Receivers in U.A.E. maintain that they are continuing to assess a large parcel of Russian grades loading ex Kavkaz, Russia, in the Black Sea, this following the large 15,000 tons cargo already delivered. Sources have maintained that that prices CIF U.A.E. are to be around $555/t in respect of SN150 and $565/t for SN500. SN900 is indicated at $625/t.
Group III base oils ex Al Ruwais in U.A.E. and from Sitra in Bahrain have notional FOB prices lowered this week due to these prices being reviewed in light of the prices attached to cargoes moving into Europe and the U.S.
FOB numbers are now assessed between $685/t-$725/t for 4, 6 and 8 cSt oils. Eight cSt grades going into India and the Far East will be lower with FOB levels around $100/t less due to local selling prices.
Nexbase Group III base oils marketed by Neste holding full European OEM approvals ex Sitra refinery have FOB levels higher due to premium selling prices in destination markets, with levels also assessed lower and now between $845/t-$875/t in respect of 4 centiStoke, 6 cSt, and 8 cSt grades delivered into the European and U.S. markets.
With the announcement that Neste are to increase production ( although by how much is not yet disclosed ) at Porvoo in Finland there remains some doubts as to whether the commitment to take extra additional barrels from Sitra refinery, other than the 45% allocation of production already established, will continue after the increase with Europe.
Producers have indicated that they would want to increase selling prices in respect of their Group III output for various end-markets, but this appears highly unlikely on the back of reports of increased competition and aggressive selling in many of the destination markets.
Nominal FOB netbacks are based on prices extracted from regional selling levels, less marketing, handling and freight costs.
Group II prices for Middle East Gulf regional markets have dipped this week with selling levels in respect of base oils sourced from Far East and U.S. and holding full global approvals, sold FCA ex U.A.E. hub storage, now placed in ranges between $855/t-$895/t in respect of the light vis grades 100N/150N/ 220N, with 500N/600N between $865/t-$910/t.
Africa
Mediterranean markets supplying North African receivers report more cargoes going into Egypt and Morocco. Sources have confirmed that EGPC will not action the option to have an additional cargo of 3,000 tons of bright stock delivered under the current contract.
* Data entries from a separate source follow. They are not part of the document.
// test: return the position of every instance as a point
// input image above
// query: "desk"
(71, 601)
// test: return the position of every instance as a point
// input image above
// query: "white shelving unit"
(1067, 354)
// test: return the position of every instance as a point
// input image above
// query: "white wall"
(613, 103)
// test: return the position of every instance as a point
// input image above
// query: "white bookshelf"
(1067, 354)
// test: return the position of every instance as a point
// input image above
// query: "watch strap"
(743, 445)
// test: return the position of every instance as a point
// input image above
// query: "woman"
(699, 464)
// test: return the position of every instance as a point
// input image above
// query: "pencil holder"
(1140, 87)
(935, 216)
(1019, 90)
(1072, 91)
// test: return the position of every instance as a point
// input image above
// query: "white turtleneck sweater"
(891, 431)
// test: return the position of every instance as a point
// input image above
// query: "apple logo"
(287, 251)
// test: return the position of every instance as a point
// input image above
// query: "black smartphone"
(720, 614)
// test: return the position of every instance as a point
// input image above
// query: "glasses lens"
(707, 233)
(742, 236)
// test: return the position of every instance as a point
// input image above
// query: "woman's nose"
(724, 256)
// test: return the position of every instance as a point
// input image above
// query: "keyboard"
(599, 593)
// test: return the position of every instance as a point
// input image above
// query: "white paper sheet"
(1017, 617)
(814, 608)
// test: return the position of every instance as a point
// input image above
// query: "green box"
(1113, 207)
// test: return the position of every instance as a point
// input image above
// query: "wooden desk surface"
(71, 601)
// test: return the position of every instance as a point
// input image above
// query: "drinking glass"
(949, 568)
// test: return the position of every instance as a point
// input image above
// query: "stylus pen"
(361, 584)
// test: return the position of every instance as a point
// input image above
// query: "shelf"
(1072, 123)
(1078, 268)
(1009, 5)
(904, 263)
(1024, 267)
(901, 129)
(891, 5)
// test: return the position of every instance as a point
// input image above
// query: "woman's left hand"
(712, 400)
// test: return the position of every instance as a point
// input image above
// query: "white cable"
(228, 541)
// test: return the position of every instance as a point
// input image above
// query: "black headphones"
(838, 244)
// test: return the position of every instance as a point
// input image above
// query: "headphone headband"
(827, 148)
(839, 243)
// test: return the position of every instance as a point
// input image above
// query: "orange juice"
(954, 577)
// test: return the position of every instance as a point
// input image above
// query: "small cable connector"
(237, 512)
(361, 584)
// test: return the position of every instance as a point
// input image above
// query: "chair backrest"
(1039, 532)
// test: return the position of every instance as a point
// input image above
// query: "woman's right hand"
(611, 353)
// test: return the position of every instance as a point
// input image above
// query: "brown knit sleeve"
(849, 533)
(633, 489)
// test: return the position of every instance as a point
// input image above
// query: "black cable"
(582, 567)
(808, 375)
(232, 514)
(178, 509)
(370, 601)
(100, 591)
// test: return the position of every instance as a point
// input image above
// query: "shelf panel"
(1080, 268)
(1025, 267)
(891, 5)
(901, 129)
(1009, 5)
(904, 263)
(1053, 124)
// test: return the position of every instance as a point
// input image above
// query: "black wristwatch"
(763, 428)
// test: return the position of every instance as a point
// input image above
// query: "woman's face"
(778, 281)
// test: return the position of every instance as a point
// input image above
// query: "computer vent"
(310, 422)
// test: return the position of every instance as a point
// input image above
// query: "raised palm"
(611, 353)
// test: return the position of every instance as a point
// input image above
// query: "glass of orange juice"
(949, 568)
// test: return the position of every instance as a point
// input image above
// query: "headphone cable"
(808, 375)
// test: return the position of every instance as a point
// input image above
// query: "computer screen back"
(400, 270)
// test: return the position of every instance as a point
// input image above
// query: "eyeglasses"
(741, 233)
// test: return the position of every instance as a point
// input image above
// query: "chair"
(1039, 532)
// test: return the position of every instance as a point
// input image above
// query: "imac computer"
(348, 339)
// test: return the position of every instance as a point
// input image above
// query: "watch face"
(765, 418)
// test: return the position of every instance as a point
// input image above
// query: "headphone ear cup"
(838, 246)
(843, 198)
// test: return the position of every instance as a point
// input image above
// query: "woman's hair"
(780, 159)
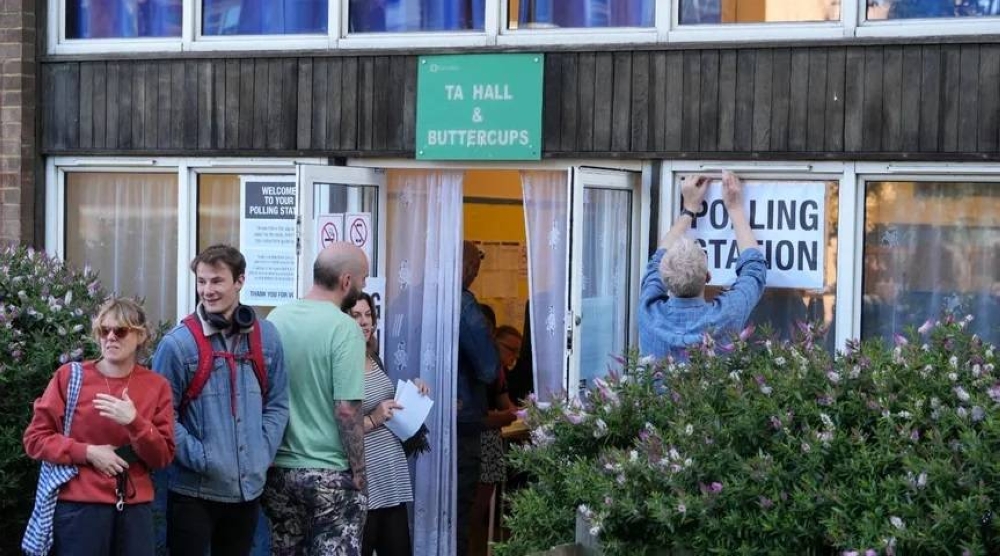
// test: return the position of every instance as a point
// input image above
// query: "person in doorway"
(387, 526)
(673, 313)
(316, 491)
(478, 363)
(120, 429)
(227, 372)
(501, 413)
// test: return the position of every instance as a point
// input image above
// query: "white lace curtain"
(124, 226)
(422, 290)
(546, 221)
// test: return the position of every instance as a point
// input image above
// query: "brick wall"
(18, 102)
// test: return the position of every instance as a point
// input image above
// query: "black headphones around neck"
(243, 317)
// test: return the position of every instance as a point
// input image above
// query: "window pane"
(607, 225)
(124, 226)
(536, 14)
(931, 247)
(397, 16)
(116, 19)
(912, 9)
(264, 17)
(782, 309)
(758, 11)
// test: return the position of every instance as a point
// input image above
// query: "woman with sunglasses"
(121, 429)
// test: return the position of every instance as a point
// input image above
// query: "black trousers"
(468, 455)
(387, 531)
(194, 525)
(100, 529)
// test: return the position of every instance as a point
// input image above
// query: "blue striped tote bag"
(38, 536)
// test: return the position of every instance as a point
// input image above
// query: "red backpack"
(206, 360)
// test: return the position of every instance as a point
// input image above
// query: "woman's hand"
(383, 412)
(121, 411)
(104, 459)
(422, 387)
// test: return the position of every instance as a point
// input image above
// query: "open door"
(338, 203)
(606, 268)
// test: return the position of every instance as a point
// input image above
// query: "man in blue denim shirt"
(228, 435)
(478, 363)
(673, 313)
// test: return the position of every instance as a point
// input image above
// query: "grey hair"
(683, 268)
The market awaits the issuance of a new tender which may come out after the end of Ramadan.
West African reports contain news of the cargo loading out of the Baltic for receivers in Apapa, Nigeria. The parcel of 11,000 tons is loading this week and will sail to arrive in Nigeria around early July. There have been no announcements made of further cargoes to be loaded out of USG, which tends to be the source for rival traders. The cargo noted last week which was loaded out of Singapore is rumored to comprise of Group I and Group II grades of base oil. Some 10,000 tons in total was loaded and more information is being sought, although it is surmised that the same party loading the current Baltic parcel may be involved in this unusual movement of base oils.
Group I prices into Nigeria pertaining to all cargoes which have been loaded, or are loading from Baltic and Livorno are maintained between $670/t-$680/t in respect of SN150. SN500 is established between $680/t-$690/t, with bright stock between $885/t-$925/t. SN900 as an indication only is reckoned between $695/t-$720/t. All prices are on the basis of CIF/CFR Lagos.
The prices above refer to large cargoes of minimum quantity of 10,000 tons in total, landed into Nigerian ports such as Apapa, Lagos.